使用如下命令批量加载（在 account.json 文件所在目录执行该命令）：

E:\study\ES\accounts {git}
 $  curl -XPOST "http://localhost:9200/bank/account/_bulk?pretty" --data-binary "@accounts.json"

查看当前集群下的所有索引信息：

 $  curl -XGET "localhost:9200/_cat/indices?v"
health status index    pri rep docs.count docs.deleted store.size pri.store.size
yellow open   customer   5   1          2            0      6.5kb          6.5kb
yellow open   bank       5   1       1000            0    447.9kb        447.9kb

3. 查询 API （Search API）

运行查询的两种基本方式：

★ 通过 Rest request URI 发送查询参数

查询所有的文档：

curl -XGET "http://localhost:9200/bank/_search?pretty&q=*"

响应（部分）：

{                                                
  "took" : 184,                                  
  "timed_out" : false,                           
  "_shards" : {                                  
    "total" : 5,                                 
    "successful" : 5,                            
    "failed" : 0                                 
  },                                             
  "hits" : {                                     
    "total" : 1000,                              
    "max_score" : 1.0,                           
    "hits" : [ {                                 
      "_index" : "bank",                         
      "_type" : "account",                       
      "_id" : "25",                              
      "_score" : 1.0,                            
      "_source" : {                              
        "account_number" : 25,                   
        "balance" : 40540,                       
        "firstname" : "Virginia",                
        "lastname" : "Ayala",                    
        "age" : 39,                              
        "gender" : "F",                          
        "address" : "171 Putnam Avenue",         
        "employer" : "Filodyne",                 
        "email" : "virginiaayala@filodyne.com",  
        "city" : "Nicholson",                    
        "state" : "PA"                           
      }                                          
    }
.....

其中：

took – ES 执行查询的毫秒级时间
timed_out – 查询是否超时
_shards – 查询的片区数, 同时显示了成功以及失败的片区数
hits – 查询结果
hits.total – 符合查询条件的文档总数
hits.hits – 查询结果的数组 (默认列出前10个文档)
_score and max_score - 匹配度的得分

★ 通过 Rest request body 发送查询参数：即使用更可读的 Json 格式

查询所有文档：和上面的结果一样

GET /bank/_search?pretty -d
{
    "query": {
        "match_all":{}
    }
}

4. 介绍查询语言

ES 提供了一种 JSON 风格的领域特定语言（domain-specific language）来执行查询，即 Query DSL 。

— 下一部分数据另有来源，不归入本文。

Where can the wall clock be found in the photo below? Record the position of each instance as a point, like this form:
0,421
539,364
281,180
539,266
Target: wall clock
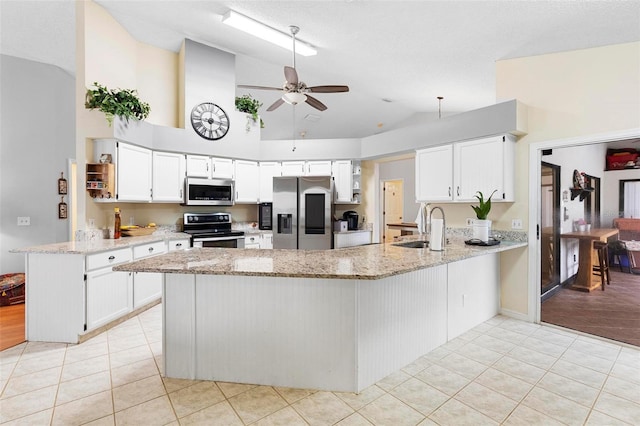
209,121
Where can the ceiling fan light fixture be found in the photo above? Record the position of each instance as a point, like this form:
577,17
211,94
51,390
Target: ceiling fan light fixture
260,30
294,98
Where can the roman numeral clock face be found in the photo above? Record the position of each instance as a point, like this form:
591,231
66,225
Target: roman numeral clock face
209,121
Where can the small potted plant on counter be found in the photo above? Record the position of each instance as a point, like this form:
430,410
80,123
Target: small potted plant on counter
481,225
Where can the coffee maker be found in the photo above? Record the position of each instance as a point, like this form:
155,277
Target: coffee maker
352,219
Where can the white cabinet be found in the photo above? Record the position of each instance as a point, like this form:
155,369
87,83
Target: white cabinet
134,165
168,176
198,166
293,168
434,174
455,172
268,170
247,181
222,168
343,181
108,296
318,168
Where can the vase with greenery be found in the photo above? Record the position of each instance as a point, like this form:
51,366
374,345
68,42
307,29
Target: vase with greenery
481,225
247,104
116,102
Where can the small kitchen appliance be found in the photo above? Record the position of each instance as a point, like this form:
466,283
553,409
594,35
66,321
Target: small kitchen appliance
212,230
352,219
265,211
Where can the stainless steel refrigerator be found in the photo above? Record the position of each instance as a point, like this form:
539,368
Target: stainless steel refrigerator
302,213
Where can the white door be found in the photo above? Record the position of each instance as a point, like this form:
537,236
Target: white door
168,176
318,168
293,168
108,296
343,181
478,166
247,181
222,168
268,170
134,173
434,174
198,166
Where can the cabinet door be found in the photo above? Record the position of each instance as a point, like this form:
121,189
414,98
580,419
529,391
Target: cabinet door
168,176
293,168
134,173
247,181
198,166
318,168
108,297
147,287
343,181
434,174
478,166
267,172
222,168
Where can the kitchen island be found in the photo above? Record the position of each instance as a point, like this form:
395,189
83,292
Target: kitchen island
336,320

除了之前提到过的 query 参数，我们还能传递其他参数改变查询结果：

★ query : 查询体

★ size : 指定查询的条数，默认为 10

★ from ：开始位置，和 size 搭配达到分页效果，不包括首端，默认为 0。

★ sort : 排序

eg. 所有数据按 balance 字段降序排列，并取出第三个和第四个

GET /bank/_search?pretty -d
{
    "query": {
        "match_all":{}
    },
    "sort":{
        "balance":{
            "order":"desc"
        }
    },
    "size": 2,
    "from": 4
}

5. 执行查询

★ 返回部分字段： _source

默认情况下，所有的查询结果都来自于一个完整 JSON 文档的部分文档。返回的数据被称为源（source）, 即在查询结果中的 _source 字段。如果不希望所有的源文档的字段都返回，我们可以从被返回的源（source）只请求部分字段：

GET /bank/_search?pretty -d
{
    "query": {
        "match_all":{}
    },
    "_source":["city","balance"],    //数组的形式
    "size": 1
}

★ 匹配查询 : match

查询出所有文档的地址字段中包含 mill 或者 lane 的文档（不区分大小写，ES 都会转成小写）：

POST /bank/_search?pretty
{
  "query": { "match": { "address": "mill lane" } }
}

★匹配短语查询 : match_phrase

查询出所有文档的地址字段中包含 "mill lane" 短语的文档：

POST /bank/_search?pretty
{
  "query": { "match_phrase": { "address": "mILL lane" } }
}

★ 匹配短语前缀查询： match_phrase_prefix

查询出所有文档的地址字段前缀为 "19" 的文档：

POST /bank/_search?pretty -d
{
    "query": {
        "match_phrase_prefix": {
           "address": "19"
        }
    }
}

★ 布尔条件查询： bool must （and）| must_not （not） | should （or）

我们可以组合使用 must 、must_not 、should

查询出所有文档的地址字段中既包含 "mill" 又包含 "lane" 的文档：

POST /bank/_search?pretty -d
{
    "query": {
        "bool": {
            "must": [
               {"match": {
                  "address": "mill"
               }},
               {"match": {
                  "address": "lane"
               }}
            ]
        }
    }
}

6. 执行过滤

和查询的区别是：

查询会计算每个文档的得分，得分越高，则匹配度越高

过滤不会计算得分，不满足则过滤，满足则保留

POST /bank/_search?pretty -d 
{
  "query": {
    "bool": {
      "must": { "match_all": {} },
      "filter": {
        "range": {
          "balance": {
            "gte": 20000,
            "lte": 30000
          }
        }
      }
    }
  }
}'

7. 执行聚合

Aggregations 用于分组和统计数据，可以类比于数据库 SQL 中的 group by .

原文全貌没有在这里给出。